「なにやってんのよ大丈夫!? どんだけハイテンションな修行してたの!?」


「小娘、今すぐ道場へ行け。永久が……」


「え!? 門川君がどうかしたの!? まさか彼も死にかけてるとか!?」


 絹糸は答える余裕もなく、パタリとその場に倒れて気を失ってしまった。


 あたしは一気に青ざめる。


 あぁ、これ、死にかけてるパターンだよ!


 あんな狭っ苦しい道場内で、千年生きてる神獣と常識知らずの天才が殺し合いなんかしたら、そりゃ死ぬわ絶対!

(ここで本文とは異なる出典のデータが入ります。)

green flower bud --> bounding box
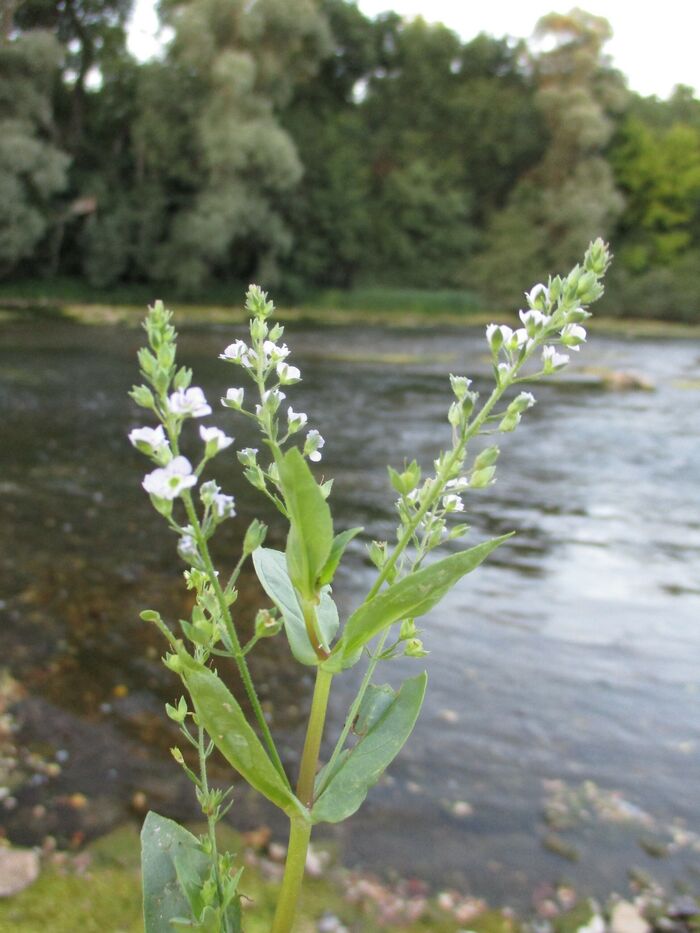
[243,518,267,554]
[129,386,156,411]
[255,609,283,638]
[403,638,428,658]
[367,541,386,570]
[173,366,192,389]
[474,446,500,470]
[165,697,189,725]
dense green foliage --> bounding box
[0,0,700,319]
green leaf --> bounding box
[318,526,364,586]
[277,447,333,600]
[141,811,209,933]
[179,654,304,816]
[253,547,340,664]
[311,673,428,823]
[332,534,511,658]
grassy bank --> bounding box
[0,279,700,339]
[0,827,518,933]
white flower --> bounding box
[238,447,258,466]
[263,340,289,363]
[255,389,287,418]
[199,425,233,457]
[211,492,236,521]
[221,389,245,411]
[561,324,586,351]
[442,493,464,512]
[177,525,199,563]
[508,392,536,412]
[498,363,511,382]
[129,424,172,463]
[486,324,513,353]
[525,282,549,310]
[445,476,469,492]
[143,457,197,499]
[168,386,211,418]
[219,340,249,363]
[287,405,309,434]
[542,346,569,373]
[277,363,301,385]
[304,428,326,463]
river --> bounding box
[0,320,700,904]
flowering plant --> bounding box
[129,240,610,933]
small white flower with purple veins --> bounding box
[304,428,326,463]
[525,282,549,311]
[199,425,233,457]
[221,389,245,411]
[561,324,586,352]
[129,424,172,463]
[287,405,309,434]
[442,493,464,512]
[518,308,552,337]
[263,340,290,363]
[277,363,301,386]
[142,457,197,499]
[542,346,569,373]
[211,492,236,521]
[168,386,211,418]
[219,340,249,364]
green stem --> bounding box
[272,668,333,933]
[182,492,291,789]
[271,819,311,933]
[197,726,228,933]
[297,667,333,807]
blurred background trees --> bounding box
[0,0,700,316]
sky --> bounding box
[129,0,700,98]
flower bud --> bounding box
[403,638,428,658]
[367,541,386,570]
[173,366,192,389]
[474,446,500,470]
[469,466,496,489]
[583,237,610,277]
[255,609,283,638]
[450,373,472,402]
[129,386,156,411]
[165,697,189,725]
[243,518,267,554]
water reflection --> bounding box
[0,323,700,901]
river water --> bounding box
[0,321,700,904]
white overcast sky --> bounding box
[129,0,700,98]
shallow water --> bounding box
[0,322,700,904]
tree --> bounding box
[0,30,70,275]
[151,0,328,291]
[474,9,625,301]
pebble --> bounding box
[610,901,651,933]
[0,849,39,897]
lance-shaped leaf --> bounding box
[141,811,210,933]
[253,547,339,664]
[277,447,333,600]
[331,535,511,658]
[311,673,428,823]
[318,526,364,586]
[180,654,304,816]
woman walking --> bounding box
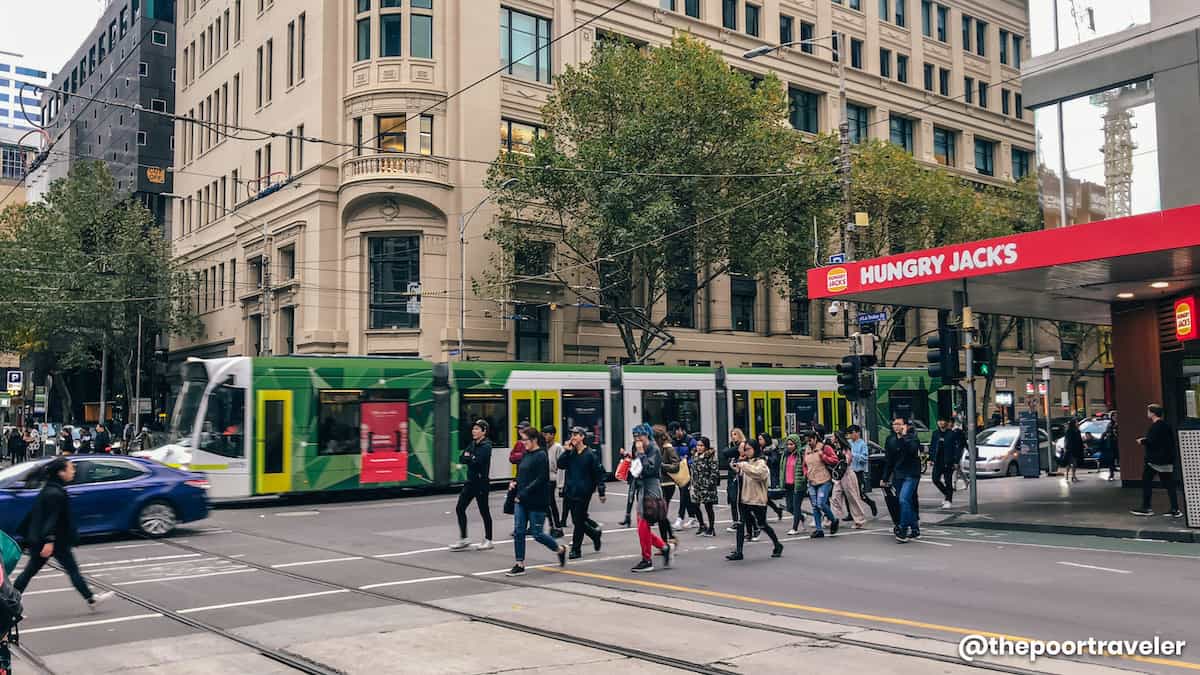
[691,436,721,537]
[804,431,839,539]
[505,426,566,577]
[725,441,784,561]
[630,423,671,572]
[782,434,809,537]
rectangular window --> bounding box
[846,103,870,143]
[408,14,433,59]
[379,13,403,56]
[368,234,421,329]
[500,7,551,84]
[976,138,996,175]
[1013,148,1030,180]
[746,2,762,37]
[787,88,821,133]
[800,22,817,54]
[934,126,958,167]
[420,115,433,155]
[721,0,738,30]
[376,115,408,153]
[354,17,371,61]
[888,115,913,153]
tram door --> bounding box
[254,389,292,494]
[750,392,785,440]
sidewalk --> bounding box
[940,471,1200,543]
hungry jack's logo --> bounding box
[826,267,850,293]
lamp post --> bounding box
[458,178,517,360]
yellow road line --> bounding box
[545,567,1200,670]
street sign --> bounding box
[858,312,888,324]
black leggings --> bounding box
[454,483,492,540]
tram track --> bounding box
[138,528,1060,675]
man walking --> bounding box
[13,458,113,610]
[450,419,494,551]
[1130,404,1183,518]
[557,426,607,560]
[929,416,966,508]
[883,417,920,544]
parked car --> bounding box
[0,454,209,537]
[961,425,1050,478]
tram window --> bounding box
[317,389,362,455]
[200,384,246,458]
[263,401,284,473]
[458,390,509,447]
[733,390,750,431]
[560,390,605,448]
[642,390,701,431]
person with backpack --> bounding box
[450,419,496,551]
[725,432,784,561]
[13,458,113,610]
[504,426,566,577]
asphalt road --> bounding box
[9,485,1200,673]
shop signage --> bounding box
[1175,295,1200,342]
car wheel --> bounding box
[138,502,179,537]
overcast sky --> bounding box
[0,0,103,72]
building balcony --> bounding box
[342,153,451,187]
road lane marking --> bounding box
[271,555,362,569]
[359,574,462,591]
[20,611,162,635]
[113,567,258,586]
[549,566,1200,670]
[176,589,350,614]
[1058,560,1133,574]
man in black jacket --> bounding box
[450,419,494,551]
[929,417,966,508]
[558,426,607,560]
[13,458,113,610]
[1130,404,1183,518]
[882,417,920,544]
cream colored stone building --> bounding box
[164,0,1065,389]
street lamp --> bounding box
[458,178,517,360]
[742,34,854,261]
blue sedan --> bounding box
[0,454,209,537]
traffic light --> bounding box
[925,324,962,384]
[971,346,991,377]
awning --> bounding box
[808,205,1200,324]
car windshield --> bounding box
[976,429,1020,448]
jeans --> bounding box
[893,476,920,532]
[1141,464,1180,512]
[934,464,954,502]
[454,483,492,540]
[512,502,558,562]
[12,543,91,601]
[809,480,838,532]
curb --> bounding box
[937,515,1200,544]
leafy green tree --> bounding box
[0,162,199,419]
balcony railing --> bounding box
[342,153,450,186]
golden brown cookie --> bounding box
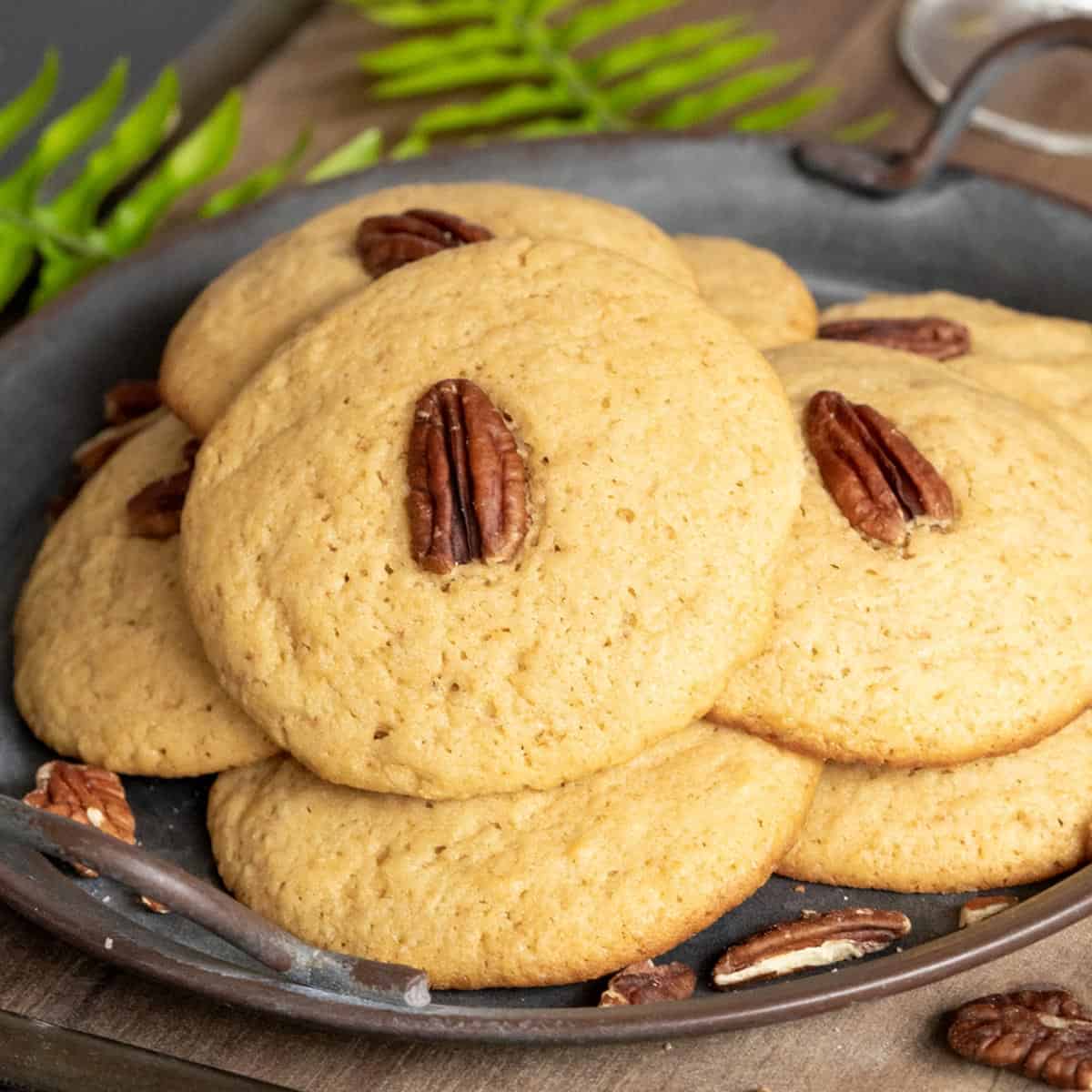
[159,182,694,436]
[713,342,1092,766]
[208,722,819,988]
[15,417,277,777]
[675,235,819,349]
[182,239,803,798]
[777,713,1092,891]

 あたしは大急ぎで絹糸を抱きかかえ、道場に向かって一目散に突っ走った。


 うおおぉぉ――! 急げえぇ!


 待ってて門川君! あたしが行くまで死なないで!


 行っても死なないで!


「門川君――!」


 結界の解けた道場に無我夢中で飛び込んだあたしの足が、ピタリと止まった。


 ミサイルでもぶち込まれたんじゃないかってくらい、凄まじい崩壊状態の道場の床に、門川君がうずくまっている姿が見えた。


 でも、あたしの見開かれた両目は、彼の向こうにある物を見つめていた。